Die Kurzfassung lautet: Wir arbeiten von unten nach oben im Team mit den Mitarbeitern des Unternehmens und beziehen alle Schlüsselfunktionen in der Wertschöpfungskette ein. Wir betreiben weniger Aufwand bei der Beschreibung des „Was“ und mehr Aufwand, um das „Wie“ zu erarbeiten. Der Erfolgsanteil der Implementierung ist signifikant höher, da es sich um die firmeneigene Veränderung handelt, die vom eigenen Team ausgearbeitet und nicht von oben nach unten auf der Grundlage eines Powerpoint-Decks vorgeschrieben wird. Es gibt Hunderte von Beratungsunternehmen verschiedenster Art, die Nachhaltigkeit als die nächste große Sache entdecken und hierfür werben. Was Unternehmen in der Regel erhalten, ist eine mehr oder weniger ausgefeilte Analyse und Beschreibung dessen, was Sie tun müssen, um nachhaltig profitabel zu werden.
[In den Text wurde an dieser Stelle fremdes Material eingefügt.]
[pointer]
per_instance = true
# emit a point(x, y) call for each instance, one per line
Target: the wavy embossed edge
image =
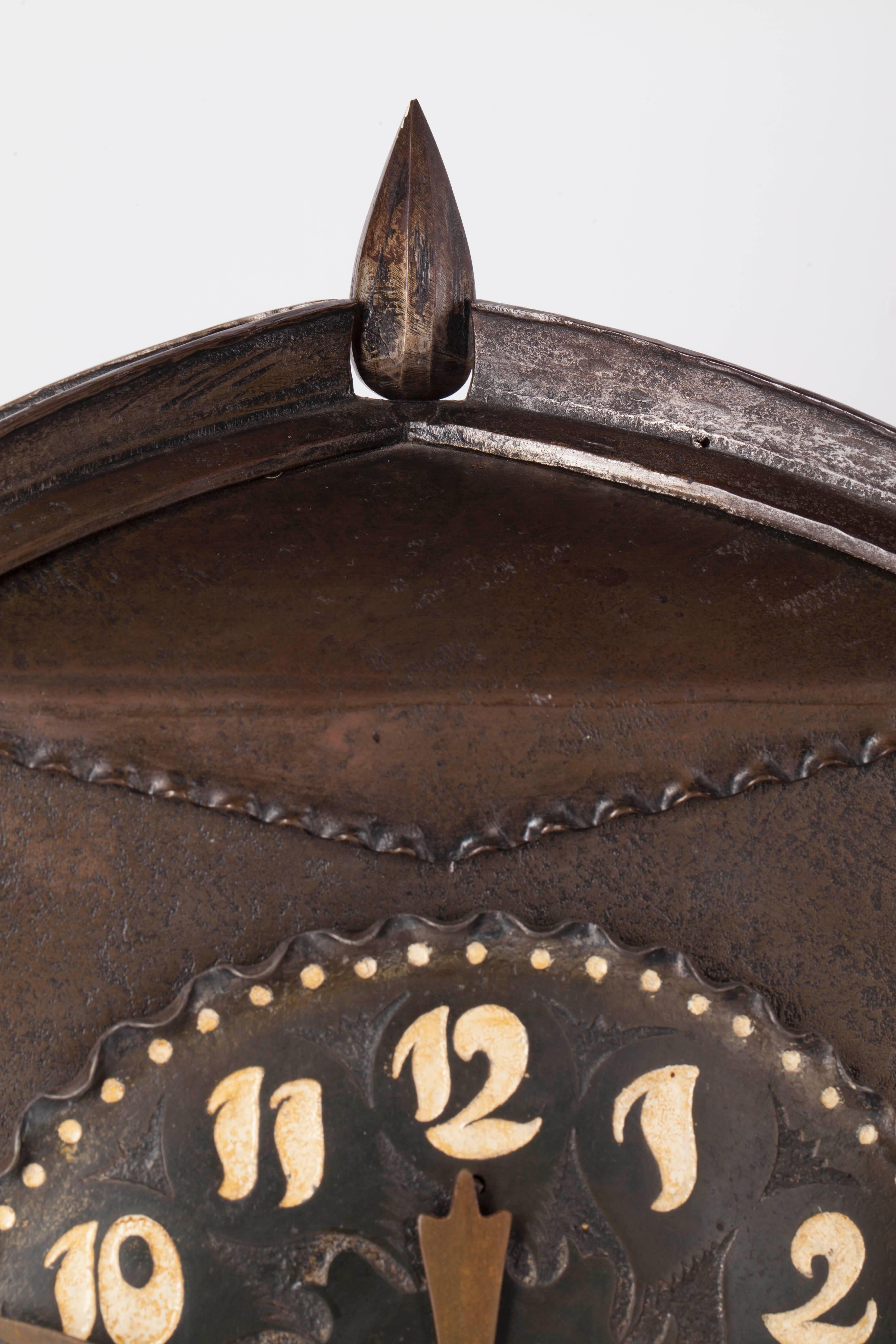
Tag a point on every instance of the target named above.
point(493, 924)
point(328, 823)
Die Implementierungsquote ist in der Regel miserabel, weil die Organisation sich häufig Änderungen widersetzt und zudem Frustration erzeugt wird. Sie können Organisationen keine Veränderung vorschreiben. Nur das „Wie“ am „Was“ treibt den Wandel an, lässt ihn von Organisationen akzeptiert und angenommen werden. Und das “Was“, die strategische Sichtweise, muss in immer kürzeren Zyklen angepasst werden. Wir arbeiten im Team, um die strategische Perspektive - beginnend mit den äußeren Veränderungen, die sich auf das Geschäft auswirken - aus Szenarien zu entwickeln, um schnell die zukünftige Ausrichtung des Unternehmens zu skizzieren. Das Zielbild beantwortet diese Kernfrage: Was verkaufen Sie an wen, und warum sollten Kunden bei Ihnen kaufen? Dies ist Grundlage für den Hauptteil der Arbeit, um die Wertschöpfungskette des Unternehmens durchzulaufen und sowohl den zukünftigen Zustand als auch die dafür erforderlichen Projekte zu definieren. Dabei wird häufig die strategische Sichtweise präzisiert, angepasst und manchmal verändert, so dass Wandel und Entwicklung eher zu Verbesserungsschleifen als zu Big-Bang-Projekten werden. Wir übernehmen Prinzipien aus Lean Management, das per Definition nach Reduzierung aller Art von Verschwendung strebt, und setzen Kernelemente der Kreislaufwirtschaft operativ gemäß der Grunddefinition der Ellen MacArthur Stiftung um: Danach bedeutet Circular Economy: „Design out waste and pollution, keep products and materials in use and regenerate natural systems”. (Quelle: Ellen MacArthur Foundation

Wie sehen Sie die aktuelle Position der Unternehmen in Deutschland hinsichtlich des Übergangs zur Kreislaufwirtschaft?

Im Allgemeinen ist man zurückhaltend, und es wird viel abgewartet, da der Wandel immer noch als Bedrohung bzw. Wettbewerbsnachteil, als Frage der caritativen Verantwortung oder einfach als Compliance-Problem wahrgenommen wird. Gleichzeitig neigen die meisten Unternehmen dazu, die bevorstehenden Veränderungen als rein technologische Herausforderung zu betrachten. "Geben Sie uns die Technologie, um CO2 zu reduzieren oder zu kompensieren, damit wir wie gewohnt arbeiten können." Sie neigen dazu zu vergessen, dass Geschäftsmodelle derzeit disrupted werden und die entsprechenden operativen Modelle nicht einfach unverändert bleiben können. Nach dem ersten Lockdown haben wir mehr als 200 Unternehmen in Deutschland einige Fragen gestellt, um zu verstehen, wie ausgeprägt ihr Bewusstsein davon war, warum ein Wandel erforderlich ist und wie Änderungen umgesetzt werden sollten. Die Ergebnisse waren ernüchternd. Nur jedes zweite Unternehmen versteht, warum eine Transformation in Richtung Kreislauf-wirtschaft erforderlich ist und was die Schlüsselelemente dafür sind. Etwa derselbe Anteil weiß, wie Kreislaufwirtschaft operativ in die Praxis umgesetzt werden kann. Rund 60 Prozent arbeiten immerhin lieber von unten nach oben und entwickeln lieber Lösungen im Team als Powerpoint-Folien ohne Implementierungschancen zu erhalten. Es gibt also noch viel zu tun.